Broadcast. An application of fertiliser applied evenly over the field surface and frequently incorporated into the topsoil or seedbed by cultivation. Broadcasting is a relatively speedy operation with fertiliser spreaders covering a wide swath, although distribution is often lacking in precision. Another disadvantage of this method is the close contact between fertiliser granules and soil so that microbial transformation of ammonium-N to more easily leachable nitrate-N and fixation of P can be high.

Base application. A fertiliser dressing applied before the crop is planted.

Top dressing. A fertiliser application made over the top of the growing crop.

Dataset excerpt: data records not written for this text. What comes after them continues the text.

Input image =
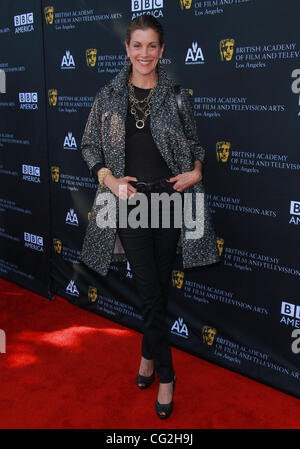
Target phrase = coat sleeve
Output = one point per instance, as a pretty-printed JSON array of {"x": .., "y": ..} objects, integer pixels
[
  {"x": 190, "y": 128},
  {"x": 91, "y": 140}
]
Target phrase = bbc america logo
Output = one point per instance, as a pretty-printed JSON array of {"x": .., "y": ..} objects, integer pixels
[
  {"x": 295, "y": 212},
  {"x": 24, "y": 22},
  {"x": 33, "y": 241},
  {"x": 146, "y": 5},
  {"x": 28, "y": 100}
]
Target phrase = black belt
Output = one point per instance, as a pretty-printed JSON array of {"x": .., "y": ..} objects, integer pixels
[{"x": 147, "y": 186}]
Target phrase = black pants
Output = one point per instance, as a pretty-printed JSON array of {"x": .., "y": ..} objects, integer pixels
[{"x": 151, "y": 253}]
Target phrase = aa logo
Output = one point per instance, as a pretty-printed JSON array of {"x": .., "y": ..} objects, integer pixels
[
  {"x": 91, "y": 57},
  {"x": 177, "y": 278},
  {"x": 52, "y": 97},
  {"x": 2, "y": 342},
  {"x": 72, "y": 288},
  {"x": 296, "y": 83},
  {"x": 180, "y": 328},
  {"x": 186, "y": 4},
  {"x": 92, "y": 293},
  {"x": 57, "y": 245},
  {"x": 49, "y": 14},
  {"x": 71, "y": 217},
  {"x": 68, "y": 61},
  {"x": 70, "y": 142},
  {"x": 2, "y": 82},
  {"x": 220, "y": 244},
  {"x": 222, "y": 151},
  {"x": 208, "y": 335},
  {"x": 194, "y": 55},
  {"x": 55, "y": 174},
  {"x": 226, "y": 49}
]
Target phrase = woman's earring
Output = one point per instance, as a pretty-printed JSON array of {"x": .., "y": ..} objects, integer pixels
[{"x": 127, "y": 60}]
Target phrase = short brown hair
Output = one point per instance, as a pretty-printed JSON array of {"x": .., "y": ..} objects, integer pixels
[{"x": 143, "y": 22}]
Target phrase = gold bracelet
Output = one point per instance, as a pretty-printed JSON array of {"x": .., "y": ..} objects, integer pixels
[{"x": 102, "y": 173}]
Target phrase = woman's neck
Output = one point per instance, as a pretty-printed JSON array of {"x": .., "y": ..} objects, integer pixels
[{"x": 144, "y": 81}]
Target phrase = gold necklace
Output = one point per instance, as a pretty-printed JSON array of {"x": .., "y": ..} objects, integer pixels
[{"x": 138, "y": 104}]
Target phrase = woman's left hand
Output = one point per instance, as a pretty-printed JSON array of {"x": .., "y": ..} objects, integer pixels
[{"x": 186, "y": 180}]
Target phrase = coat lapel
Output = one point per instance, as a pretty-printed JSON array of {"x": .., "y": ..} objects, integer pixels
[{"x": 119, "y": 86}]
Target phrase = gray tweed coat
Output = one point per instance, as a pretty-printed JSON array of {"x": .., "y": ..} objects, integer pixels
[{"x": 103, "y": 142}]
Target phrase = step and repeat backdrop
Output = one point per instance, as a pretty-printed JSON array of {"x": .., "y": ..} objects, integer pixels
[{"x": 239, "y": 59}]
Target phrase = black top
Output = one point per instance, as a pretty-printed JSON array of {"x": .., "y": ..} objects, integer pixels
[{"x": 142, "y": 157}]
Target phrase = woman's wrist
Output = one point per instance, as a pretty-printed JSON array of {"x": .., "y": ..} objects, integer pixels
[{"x": 102, "y": 175}]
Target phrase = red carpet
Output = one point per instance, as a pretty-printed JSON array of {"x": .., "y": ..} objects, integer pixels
[{"x": 65, "y": 367}]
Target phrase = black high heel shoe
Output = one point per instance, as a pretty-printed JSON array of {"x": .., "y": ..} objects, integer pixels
[
  {"x": 165, "y": 408},
  {"x": 147, "y": 381}
]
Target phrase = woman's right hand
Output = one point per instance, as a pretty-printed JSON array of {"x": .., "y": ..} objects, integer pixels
[{"x": 120, "y": 186}]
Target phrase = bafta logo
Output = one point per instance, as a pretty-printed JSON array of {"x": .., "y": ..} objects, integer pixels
[
  {"x": 177, "y": 278},
  {"x": 92, "y": 293},
  {"x": 91, "y": 57},
  {"x": 52, "y": 96},
  {"x": 55, "y": 174},
  {"x": 222, "y": 150},
  {"x": 226, "y": 49},
  {"x": 49, "y": 14},
  {"x": 220, "y": 244},
  {"x": 186, "y": 4},
  {"x": 208, "y": 335},
  {"x": 57, "y": 245}
]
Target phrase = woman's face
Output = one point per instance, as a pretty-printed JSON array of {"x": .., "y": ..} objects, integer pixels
[{"x": 144, "y": 51}]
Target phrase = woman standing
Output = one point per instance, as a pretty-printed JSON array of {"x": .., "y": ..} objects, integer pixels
[{"x": 134, "y": 142}]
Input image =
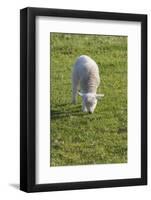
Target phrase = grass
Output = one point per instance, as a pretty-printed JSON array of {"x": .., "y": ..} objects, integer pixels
[{"x": 79, "y": 138}]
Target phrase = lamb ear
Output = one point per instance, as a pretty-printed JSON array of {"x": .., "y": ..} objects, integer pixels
[
  {"x": 98, "y": 96},
  {"x": 81, "y": 94}
]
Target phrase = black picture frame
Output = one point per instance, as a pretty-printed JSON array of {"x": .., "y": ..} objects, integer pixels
[{"x": 28, "y": 99}]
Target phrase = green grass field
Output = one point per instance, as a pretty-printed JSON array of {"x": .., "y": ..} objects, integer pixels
[{"x": 79, "y": 138}]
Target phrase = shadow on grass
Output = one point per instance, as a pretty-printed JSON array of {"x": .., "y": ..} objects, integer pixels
[{"x": 71, "y": 112}]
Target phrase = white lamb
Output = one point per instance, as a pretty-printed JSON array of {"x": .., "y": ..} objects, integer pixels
[{"x": 86, "y": 72}]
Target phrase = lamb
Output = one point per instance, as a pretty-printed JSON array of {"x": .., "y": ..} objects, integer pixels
[{"x": 86, "y": 72}]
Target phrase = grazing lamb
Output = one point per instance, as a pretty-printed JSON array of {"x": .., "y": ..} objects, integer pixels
[{"x": 86, "y": 72}]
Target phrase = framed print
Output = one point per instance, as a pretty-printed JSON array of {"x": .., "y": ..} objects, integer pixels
[{"x": 83, "y": 99}]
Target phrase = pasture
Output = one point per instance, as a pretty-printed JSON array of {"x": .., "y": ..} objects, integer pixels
[{"x": 79, "y": 138}]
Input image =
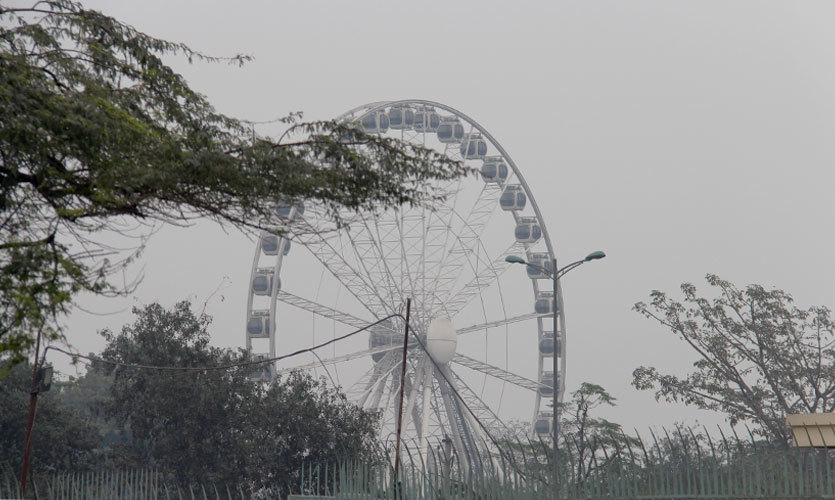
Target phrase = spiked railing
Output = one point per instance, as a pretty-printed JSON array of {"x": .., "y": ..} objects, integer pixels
[{"x": 668, "y": 465}]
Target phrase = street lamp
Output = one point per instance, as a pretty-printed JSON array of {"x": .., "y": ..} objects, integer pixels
[{"x": 555, "y": 275}]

Banding. Application of granular or liquid fertiliser, in a narrow zone or band, parallel to the crop row, either beside the row (side banding, Cooke et al. 1956) or spanning the centre of the row (in-row banding, Paterson 1998). It may be applied to the soil surface before or after planting or, more usually, placed below seed depth. Banding offers a more controlled, but slower operation than broadcasting, with less wastage occurring in tractor wheelings and uncropped areas of the field. As the fertiliser is concentrated in a small volume of soil, lock-up by microorganisms or the soil is potentially less than for broadcasting.

Starter fertiliser. A low rate of fertiliser placed below but close to the seed or transplant at planting (Costigan 1988). Starter fertiliser, generally containing N or NP is often applied in addition to normal broadcast application rates to boost early growth (Costigan 1988) but it can also be used to supplement reduced rates of conventional applications (Stone 2000b). This early stimulation of crop growth is often termed “pop-up effect”, particularly in the USA (Anon 1999).

Fertigation. The application of fertiliser in irrigation water using a drip or trickle system (Elfing 1982, Haynes 1985). It enables precise application of nutrients to be made to the crop root zone and improved timing of applications, which enables nutrient supply to be tailored to crop demand throughout growth.

Fertiliser depots. In this technique a urea or ammonium-based fertiliser pellet (10-30 mm diameter) is incorporated close to the crop row at planting to provide N for the entire growth period of the crop (Sommer 1993). The high ammonium concentration in a localised soil area inhibits microbial activity, minimising nitrification and subsequent losses by leaching (Sommer et al. 1987).

Point injection. Similar in principle to depots, this is the application of a discrete pulse of liquid fertiliser at around 60 mm depth and 175 mm intervals alongside the crop row using a spoke-wheel injector (Baker et al. 1989), or crank operated probe (Womac et al. 1990). It may be used close to planting time or, with minimal root disturbance, later during crop growth.

Literature search

A search of the scientific literature using the CAB Abstracts and ISI Web of Science electronic databases, covering the years from 1973 and 1981 to 2001 respectively, was made in order to provide quantitative data on the agronomic and environmental benefits of various fertiliser placement techniques. The extracted papers were filtered to include only those applicable to the wide-row crops of field vegetables, maize, potato, sugar beet, orchard fruit and soft fruit, grown under UK or north European conditions or equivalent, and were further restricted to those where comparisons had been made with conventional applications. This gave a total of 188 papers, see Table 1. In addition, key papers predating the electronic abstracts were also consulted, if considered relevant.